As in all her books, especially the recent A Night with a Black Spider, she handles intersectional feminism with quite a dexterity. In this collection consisting of 13 stories spanning over 216 pages, a reader is transported into her world, rich with allusions to Tamil music and culture, aided by a brilliant translation by GJV Prasad that retains the simplicity of her prose without tempering with the emotional intensity.
What particularly catches a reader's attention is old-aged women, jostling with their senility as the memories of a contented past lurk in the shadows. For example, there is Kamla in 'The Falling', standing in a hotel's balcony overlooking the hills, remembering the happy days with her deceased husband, and the abrasive behaviour of her son settled abroad, contemplating suicide. But there is resistance even in face of death—and this is where the reader is reminded of Ambai's compassionate voice—that Kamla wants to die without her spine being crushed. Then there is Urmila Tai, trapped in the quagmire of exhaustion and self-loathing as she tends to her ailing mother-in-law, who, on finding no respite, decides to burn herself up.

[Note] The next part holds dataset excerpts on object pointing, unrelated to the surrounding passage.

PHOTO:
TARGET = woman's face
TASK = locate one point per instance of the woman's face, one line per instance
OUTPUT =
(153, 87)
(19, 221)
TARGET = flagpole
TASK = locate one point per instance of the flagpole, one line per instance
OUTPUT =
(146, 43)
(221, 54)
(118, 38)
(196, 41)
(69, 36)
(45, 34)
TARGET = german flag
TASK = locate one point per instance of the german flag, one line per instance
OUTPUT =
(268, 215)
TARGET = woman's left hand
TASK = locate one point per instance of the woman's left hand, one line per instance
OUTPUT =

This book also continues the string of her Journey Stories,—Journey 21, Journey 22, Journey 23— which, she mentions in one of her interviews, began as an effort to capture the momentary stirrings when she travels. In her Introduction, Stories and me, she mentions this: “I have seen the world through so many windows…That world continues to fall on my mind like sunlight in geometric shapes falling on the ground." Journeys, undoubtedly, remain one of the strongest elements feeding into her prose, like her intimate understanding of music and the raaga.
While I liked most of the stories, I could not help but choose my favouries. The titular story, edging almost towards a novella, is a story of Vasanathan and Mythili, and their hearing-impaired foster daughter, Thenmozhi. The rift between the couple—the mother wanting her daughter to stay the way she is, and the father's desperation to make her 'whole' with a hearing aid—gives a particular gendered edge to the problem at hand, that the reader is tempted to taking sides. However, towards the end, the story might tire the reader with long descriptions of the places the mother-daughter duo visit to look for Vasanthan who has left the house, angered by the daughter's denial of using a hearing aid. There is constant mention of the travails faced by deaf children as we teach them to speak—sound falling on their ears as whips. In a letter, Thenmozhi writes to her father: "Language is communication. It can happen without sound."
Another story that I particularly liked, 'Swayamvars with No Bows Broken,' is about a widow Shanti, who is tech-savvy, lives alone, and travels by herself, not letting loneliness undermine her existence. When her children suggest she find a partner through a matchmaking portal, ‘Swayamvar’, she tells them about her lover, whom she eventually marries. Fleshing out these out-of-box women, who exercise complete autonomy over their lives, calmly and in unobtrusive ways, is undoubtedly Ambai's forte.